Recognition: unknown
Towards Personalizing Secure Programming Education with LLM-Injected Vulnerabilities
Pith reviewed 2026-05-10 12:58 UTC · model grok-4.3
The pith
Using large language models to inject security vulnerabilities into students' own code produces examples that students rate as more relevant and engaging than standard textbook materials.
A machine-rendered reading of the paper's core claim, the machinery that carries it, and where it could break.
Core claim
The central discovery is the development and deployment of an agentic framework where LLM agents inject Common Weakness Enumerations into student code, evaluate the results, and generate learning materials. In classroom use, this led to students reporting greater relevance, clarity, and engagement with the personalized samples compared to baseline generic materials.
What carries the argument
Agentic AI framework using autonomous LLM-based agents with tools for orchestrating vulnerability injection, evaluation, ranking, and outcome generation.
Load-bearing premise
That the vulnerabilities added by the language model behave like genuine flaws students would encounter, without any unnatural features affecting learning or perception.
What would settle it
Running a study where one group uses the LLM-personalized code examples and another uses generic ones, then testing both groups on their ability to spot and fix security problems in new code to see if the personalized group performs better.
Figures
read the original abstract
According to constructivist theory, students learn software security more effectively when examples are grounded in their own code. Generic examples often fail to connect with students' prior work, limiting engagement and understanding. Advances in LLMs are now making it possible to automatically generate personalized examples by embedding security vulnerabilities directly into student-authored code. This paper introduces a method that uses LLMs to inject instances of specific Common Weakness Enumerations (CWEs) into students' own assignment code, creating individualized instructional materials. We present an agentic AI framework, using autonomous LLM-based agents equipped with task-specific tools to orchestrate injection, evaluation, ranking, and learning outcome generation. We report the experience of deploying this system in two undergraduate computer science courses (N=71), where students reviewed code samples containing LLM-injected vulnerabilities and completed a post-project survey. We compared responses with a baseline using a widely adopted set of generic security instructional materials. Students qualitatively reported finding CWE injections into their own code more relevant, clearer, and more engaging than the textbook-style examples. However, our quantitative findings revealed limited statistically significant differences, suggesting that while students valued the personalization, further studies and refinement of the approach are needed to establish stronger empirical support.
Editorial analysis
A structured set of objections, weighed in public.
Referee Report
Summary. The manuscript introduces an agentic LLM-based framework to automatically inject specific Common Weakness Enumerations (CWEs) into student-authored code, generating personalized security vulnerability examples grounded in constructivist learning theory. The system was deployed in two undergraduate computer science courses (N=71 students total), where participants reviewed the LLM-injected samples and completed post-project surveys comparing them to a baseline of generic textbook-style security materials. Qualitative survey responses indicated that students found the personalized injections more relevant, clearer, and engaging than generic examples, while quantitative analysis revealed only limited statistically significant differences, leading the authors to recommend further studies and refinements.

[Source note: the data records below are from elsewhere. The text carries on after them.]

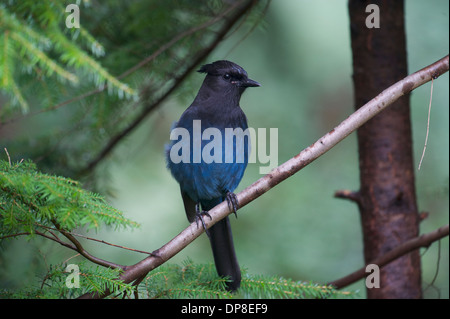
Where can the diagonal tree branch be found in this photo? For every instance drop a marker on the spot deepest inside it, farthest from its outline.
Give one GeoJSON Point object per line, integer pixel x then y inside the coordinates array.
{"type": "Point", "coordinates": [287, 169]}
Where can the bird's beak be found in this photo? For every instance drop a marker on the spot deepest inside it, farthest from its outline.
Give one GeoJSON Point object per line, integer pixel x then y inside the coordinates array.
{"type": "Point", "coordinates": [250, 83]}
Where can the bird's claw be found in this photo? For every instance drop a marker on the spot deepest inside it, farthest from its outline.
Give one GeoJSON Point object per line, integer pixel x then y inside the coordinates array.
{"type": "Point", "coordinates": [199, 216]}
{"type": "Point", "coordinates": [232, 202]}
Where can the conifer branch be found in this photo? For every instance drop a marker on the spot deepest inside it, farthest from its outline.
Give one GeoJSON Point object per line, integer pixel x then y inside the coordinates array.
{"type": "Point", "coordinates": [285, 170]}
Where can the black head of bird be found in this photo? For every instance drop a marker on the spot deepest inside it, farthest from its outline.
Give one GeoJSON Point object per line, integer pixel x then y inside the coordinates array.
{"type": "Point", "coordinates": [227, 77]}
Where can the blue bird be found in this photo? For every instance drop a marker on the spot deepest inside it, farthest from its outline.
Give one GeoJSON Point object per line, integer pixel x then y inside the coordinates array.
{"type": "Point", "coordinates": [207, 163]}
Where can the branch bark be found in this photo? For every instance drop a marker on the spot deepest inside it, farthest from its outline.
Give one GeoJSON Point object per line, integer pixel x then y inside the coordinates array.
{"type": "Point", "coordinates": [287, 169]}
{"type": "Point", "coordinates": [424, 240]}
{"type": "Point", "coordinates": [387, 197]}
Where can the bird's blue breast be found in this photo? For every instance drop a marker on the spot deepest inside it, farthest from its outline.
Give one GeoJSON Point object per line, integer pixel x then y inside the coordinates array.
{"type": "Point", "coordinates": [215, 172]}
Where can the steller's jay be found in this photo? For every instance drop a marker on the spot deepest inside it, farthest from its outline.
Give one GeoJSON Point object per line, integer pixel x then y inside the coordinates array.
{"type": "Point", "coordinates": [204, 182]}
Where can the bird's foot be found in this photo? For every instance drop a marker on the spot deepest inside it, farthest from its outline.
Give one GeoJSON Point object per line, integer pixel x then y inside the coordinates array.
{"type": "Point", "coordinates": [199, 216]}
{"type": "Point", "coordinates": [232, 202]}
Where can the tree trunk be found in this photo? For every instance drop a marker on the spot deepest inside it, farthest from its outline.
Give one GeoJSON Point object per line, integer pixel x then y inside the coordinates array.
{"type": "Point", "coordinates": [386, 199]}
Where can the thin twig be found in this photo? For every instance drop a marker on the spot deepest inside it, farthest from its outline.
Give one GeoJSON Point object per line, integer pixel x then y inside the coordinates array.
{"type": "Point", "coordinates": [428, 126]}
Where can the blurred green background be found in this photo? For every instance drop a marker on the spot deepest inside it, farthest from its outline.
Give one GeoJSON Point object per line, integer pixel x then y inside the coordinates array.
{"type": "Point", "coordinates": [301, 55]}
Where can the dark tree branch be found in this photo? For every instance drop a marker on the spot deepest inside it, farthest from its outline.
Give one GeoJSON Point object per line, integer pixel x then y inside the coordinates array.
{"type": "Point", "coordinates": [285, 170]}
{"type": "Point", "coordinates": [424, 240]}
{"type": "Point", "coordinates": [241, 8]}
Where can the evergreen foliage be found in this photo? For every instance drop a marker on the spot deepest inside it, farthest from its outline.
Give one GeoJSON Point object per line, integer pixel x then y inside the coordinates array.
{"type": "Point", "coordinates": [122, 60]}
{"type": "Point", "coordinates": [172, 281]}
{"type": "Point", "coordinates": [34, 42]}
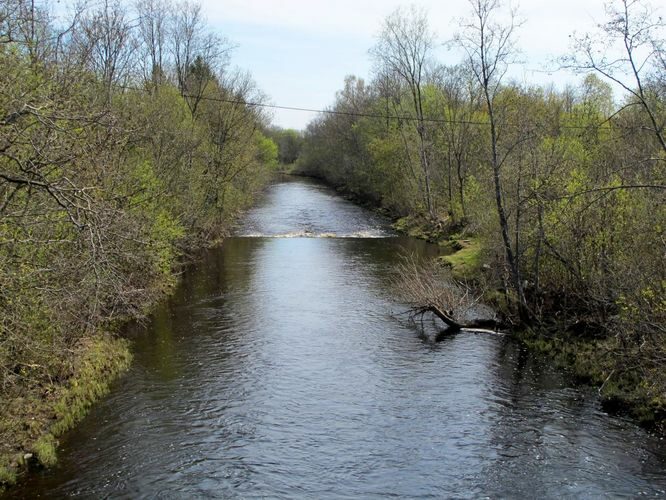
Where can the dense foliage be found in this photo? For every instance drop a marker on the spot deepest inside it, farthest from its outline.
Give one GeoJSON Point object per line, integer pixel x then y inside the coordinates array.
{"type": "Point", "coordinates": [124, 144]}
{"type": "Point", "coordinates": [567, 197]}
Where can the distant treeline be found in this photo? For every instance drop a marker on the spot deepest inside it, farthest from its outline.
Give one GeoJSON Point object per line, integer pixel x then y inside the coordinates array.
{"type": "Point", "coordinates": [123, 147]}
{"type": "Point", "coordinates": [565, 189]}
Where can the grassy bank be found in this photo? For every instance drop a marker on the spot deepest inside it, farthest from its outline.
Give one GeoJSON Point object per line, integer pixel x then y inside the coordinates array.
{"type": "Point", "coordinates": [33, 420]}
{"type": "Point", "coordinates": [627, 382]}
{"type": "Point", "coordinates": [625, 387]}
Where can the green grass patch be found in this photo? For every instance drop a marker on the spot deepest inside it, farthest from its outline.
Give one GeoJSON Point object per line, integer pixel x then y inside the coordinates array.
{"type": "Point", "coordinates": [34, 421]}
{"type": "Point", "coordinates": [465, 262]}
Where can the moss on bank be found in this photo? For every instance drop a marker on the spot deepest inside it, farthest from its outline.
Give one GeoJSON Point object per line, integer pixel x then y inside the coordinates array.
{"type": "Point", "coordinates": [623, 386]}
{"type": "Point", "coordinates": [31, 424]}
{"type": "Point", "coordinates": [626, 383]}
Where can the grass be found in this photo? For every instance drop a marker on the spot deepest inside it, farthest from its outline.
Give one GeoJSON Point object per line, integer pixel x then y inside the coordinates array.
{"type": "Point", "coordinates": [622, 389]}
{"type": "Point", "coordinates": [465, 262]}
{"type": "Point", "coordinates": [34, 421]}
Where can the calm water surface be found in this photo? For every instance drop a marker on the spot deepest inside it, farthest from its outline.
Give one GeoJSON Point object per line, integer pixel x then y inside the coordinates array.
{"type": "Point", "coordinates": [282, 369]}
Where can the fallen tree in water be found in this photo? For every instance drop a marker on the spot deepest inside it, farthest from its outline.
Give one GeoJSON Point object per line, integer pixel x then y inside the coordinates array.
{"type": "Point", "coordinates": [429, 288]}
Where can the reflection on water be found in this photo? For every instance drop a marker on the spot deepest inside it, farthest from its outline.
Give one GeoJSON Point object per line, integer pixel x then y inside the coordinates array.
{"type": "Point", "coordinates": [280, 369]}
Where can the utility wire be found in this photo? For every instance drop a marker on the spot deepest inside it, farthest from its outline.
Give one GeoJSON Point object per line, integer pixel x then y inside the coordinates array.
{"type": "Point", "coordinates": [365, 115]}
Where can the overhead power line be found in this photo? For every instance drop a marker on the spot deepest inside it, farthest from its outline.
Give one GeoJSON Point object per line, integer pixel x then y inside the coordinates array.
{"type": "Point", "coordinates": [241, 102]}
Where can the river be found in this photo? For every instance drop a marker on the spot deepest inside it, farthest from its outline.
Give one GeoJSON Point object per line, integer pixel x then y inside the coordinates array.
{"type": "Point", "coordinates": [282, 368]}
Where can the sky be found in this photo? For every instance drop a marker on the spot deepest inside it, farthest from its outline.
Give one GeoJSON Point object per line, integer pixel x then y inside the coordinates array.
{"type": "Point", "coordinates": [299, 51]}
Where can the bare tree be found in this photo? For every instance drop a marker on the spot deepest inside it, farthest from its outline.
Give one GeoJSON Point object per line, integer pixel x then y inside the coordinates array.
{"type": "Point", "coordinates": [490, 49]}
{"type": "Point", "coordinates": [153, 25]}
{"type": "Point", "coordinates": [402, 51]}
{"type": "Point", "coordinates": [625, 49]}
{"type": "Point", "coordinates": [104, 41]}
{"type": "Point", "coordinates": [197, 55]}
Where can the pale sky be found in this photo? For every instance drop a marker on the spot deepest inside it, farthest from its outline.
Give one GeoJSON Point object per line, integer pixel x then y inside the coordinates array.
{"type": "Point", "coordinates": [299, 51]}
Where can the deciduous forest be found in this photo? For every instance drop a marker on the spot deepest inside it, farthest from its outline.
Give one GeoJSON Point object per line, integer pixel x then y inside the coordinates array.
{"type": "Point", "coordinates": [129, 143]}
{"type": "Point", "coordinates": [125, 146]}
{"type": "Point", "coordinates": [556, 199]}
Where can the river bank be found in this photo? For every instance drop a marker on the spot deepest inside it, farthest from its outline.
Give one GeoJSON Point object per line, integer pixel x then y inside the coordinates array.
{"type": "Point", "coordinates": [280, 367]}
{"type": "Point", "coordinates": [626, 384]}
{"type": "Point", "coordinates": [593, 355]}
{"type": "Point", "coordinates": [37, 414]}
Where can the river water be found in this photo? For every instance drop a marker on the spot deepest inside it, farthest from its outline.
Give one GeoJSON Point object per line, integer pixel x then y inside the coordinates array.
{"type": "Point", "coordinates": [282, 368]}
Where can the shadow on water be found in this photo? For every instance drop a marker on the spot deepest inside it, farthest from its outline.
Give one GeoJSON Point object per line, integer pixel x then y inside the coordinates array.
{"type": "Point", "coordinates": [280, 369]}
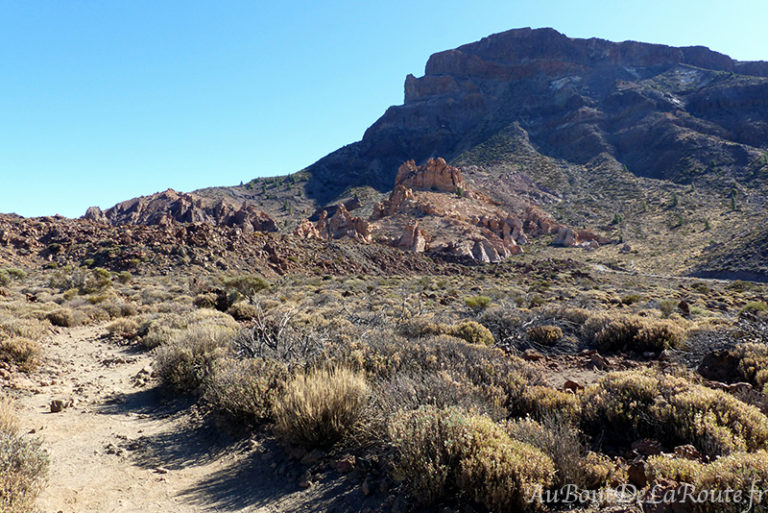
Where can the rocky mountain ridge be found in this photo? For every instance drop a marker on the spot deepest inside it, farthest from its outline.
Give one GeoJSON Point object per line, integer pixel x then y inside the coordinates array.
{"type": "Point", "coordinates": [661, 111]}
{"type": "Point", "coordinates": [171, 207]}
{"type": "Point", "coordinates": [432, 210]}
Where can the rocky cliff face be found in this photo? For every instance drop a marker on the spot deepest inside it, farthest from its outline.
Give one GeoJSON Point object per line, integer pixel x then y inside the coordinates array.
{"type": "Point", "coordinates": [661, 111]}
{"type": "Point", "coordinates": [430, 210]}
{"type": "Point", "coordinates": [170, 207]}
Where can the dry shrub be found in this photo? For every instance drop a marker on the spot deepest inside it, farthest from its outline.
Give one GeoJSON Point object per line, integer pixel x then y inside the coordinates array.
{"type": "Point", "coordinates": [472, 332]}
{"type": "Point", "coordinates": [160, 330]}
{"type": "Point", "coordinates": [123, 328]}
{"type": "Point", "coordinates": [564, 444]}
{"type": "Point", "coordinates": [753, 364]}
{"type": "Point", "coordinates": [673, 410]}
{"type": "Point", "coordinates": [547, 334]}
{"type": "Point", "coordinates": [740, 472]}
{"type": "Point", "coordinates": [542, 401]}
{"type": "Point", "coordinates": [632, 332]}
{"type": "Point", "coordinates": [186, 363]}
{"type": "Point", "coordinates": [682, 470]}
{"type": "Point", "coordinates": [243, 311]}
{"type": "Point", "coordinates": [500, 378]}
{"type": "Point", "coordinates": [246, 389]}
{"type": "Point", "coordinates": [23, 465]}
{"type": "Point", "coordinates": [503, 320]}
{"type": "Point", "coordinates": [25, 328]}
{"type": "Point", "coordinates": [116, 309]}
{"type": "Point", "coordinates": [447, 453]}
{"type": "Point", "coordinates": [9, 424]}
{"type": "Point", "coordinates": [321, 407]}
{"type": "Point", "coordinates": [205, 300]}
{"type": "Point", "coordinates": [20, 351]}
{"type": "Point", "coordinates": [467, 330]}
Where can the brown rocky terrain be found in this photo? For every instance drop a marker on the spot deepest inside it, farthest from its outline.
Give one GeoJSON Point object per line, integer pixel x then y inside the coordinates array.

Significance. If the injected vulnerabilities can be validated as realistic without systematic artifacts, the approach offers a promising way to improve engagement in secure programming education by connecting examples directly to students' own code. The real-world deployment across two courses and direct comparison to an established baseline constitute a practical strength, providing initial evidence of student preference for personalization. However, the current evidence rests primarily on self-reported perceptions rather than objective measures of learning gains, which tempers the immediate impact on the field.
major comments (2)
- [Abstract and Evaluation] The central qualitative claim (students found CWE injections into their own code more relevant, clearer, and engaging) is load-bearing for the paper's contribution, yet the manuscript provides no description of post-injection validation steps such as expert review for realism, checks for compilability, or comparison of injected flaws to naturally occurring CWEs in student code. Without this, the reported preferences could reflect novelty or artificial clarity rather than authentic educational value, directly undermining the constructivist grounding asserted in the abstract.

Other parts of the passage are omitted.